Transformational work is not easy even in the best of times, and these are not the best of times. Haiti’s humanitarian crisis grinds on, limiting the ability of partners to attend coordinating meetings and affecting the availability of essential supplies like fuel and vaccines. Internet connectivity issues have also impacted electronic data reporting.

“Health systems strengthening is a long, arduous process,” says Dr. Wilfrid Cadet, our Chief Medical Advisor. “It’s not like treating a child with pneumonia, where you give them antibiotics and two or three days later they are home, playing.” But, he adds, “We have the will and the strategies to pass on our model of healthcare delivery based on equity and empathy.”
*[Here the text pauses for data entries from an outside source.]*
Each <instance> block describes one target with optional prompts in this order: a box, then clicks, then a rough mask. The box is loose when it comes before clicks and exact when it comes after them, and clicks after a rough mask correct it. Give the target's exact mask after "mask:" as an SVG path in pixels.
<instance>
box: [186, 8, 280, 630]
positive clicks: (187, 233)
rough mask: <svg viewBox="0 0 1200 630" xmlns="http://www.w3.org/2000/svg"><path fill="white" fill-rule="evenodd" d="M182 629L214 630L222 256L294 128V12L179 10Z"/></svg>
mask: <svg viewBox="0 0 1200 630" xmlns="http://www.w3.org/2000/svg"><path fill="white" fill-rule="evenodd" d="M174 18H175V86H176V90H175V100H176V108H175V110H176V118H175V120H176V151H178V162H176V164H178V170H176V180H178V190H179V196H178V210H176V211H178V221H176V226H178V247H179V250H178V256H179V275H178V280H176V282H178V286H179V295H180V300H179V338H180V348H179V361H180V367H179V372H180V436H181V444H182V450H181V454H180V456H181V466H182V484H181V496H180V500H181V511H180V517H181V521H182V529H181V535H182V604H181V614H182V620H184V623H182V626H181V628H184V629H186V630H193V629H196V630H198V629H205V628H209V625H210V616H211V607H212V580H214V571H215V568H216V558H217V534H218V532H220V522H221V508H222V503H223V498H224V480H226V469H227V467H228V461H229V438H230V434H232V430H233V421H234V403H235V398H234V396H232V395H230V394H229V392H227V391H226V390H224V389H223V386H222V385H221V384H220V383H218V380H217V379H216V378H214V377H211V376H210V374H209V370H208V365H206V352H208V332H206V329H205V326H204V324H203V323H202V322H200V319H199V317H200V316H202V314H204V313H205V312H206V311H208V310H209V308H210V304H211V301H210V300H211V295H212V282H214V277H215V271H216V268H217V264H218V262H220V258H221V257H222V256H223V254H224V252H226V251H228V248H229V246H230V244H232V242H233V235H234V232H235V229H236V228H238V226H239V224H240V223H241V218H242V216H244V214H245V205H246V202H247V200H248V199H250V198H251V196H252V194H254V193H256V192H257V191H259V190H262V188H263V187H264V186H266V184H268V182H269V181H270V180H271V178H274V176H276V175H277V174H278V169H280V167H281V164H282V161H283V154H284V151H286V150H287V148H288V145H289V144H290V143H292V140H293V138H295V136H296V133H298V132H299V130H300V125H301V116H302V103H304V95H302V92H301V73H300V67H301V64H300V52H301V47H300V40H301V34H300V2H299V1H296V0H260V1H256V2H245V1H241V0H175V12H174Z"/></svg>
“We have the will and the strategies to pass on our model of healthcare delivery based on equity and empathy.”

Dr. Wilfrid Cadet

Despite the many ways the country’s humanitarian crisis impacts its health system, HEI/SBH and the Kore Sante team are committed to serving the people of southern Haiti and improving health outcomes in the region. Our teams are continually assessing data, identifying obstacles, and collaborating with partners to overcome the challenges. We are proud of the impact our joint efforts are already having on the people we serve and are confident that our ongoing work will help save more lives and create stronger, more resilient communities in southern Haiti.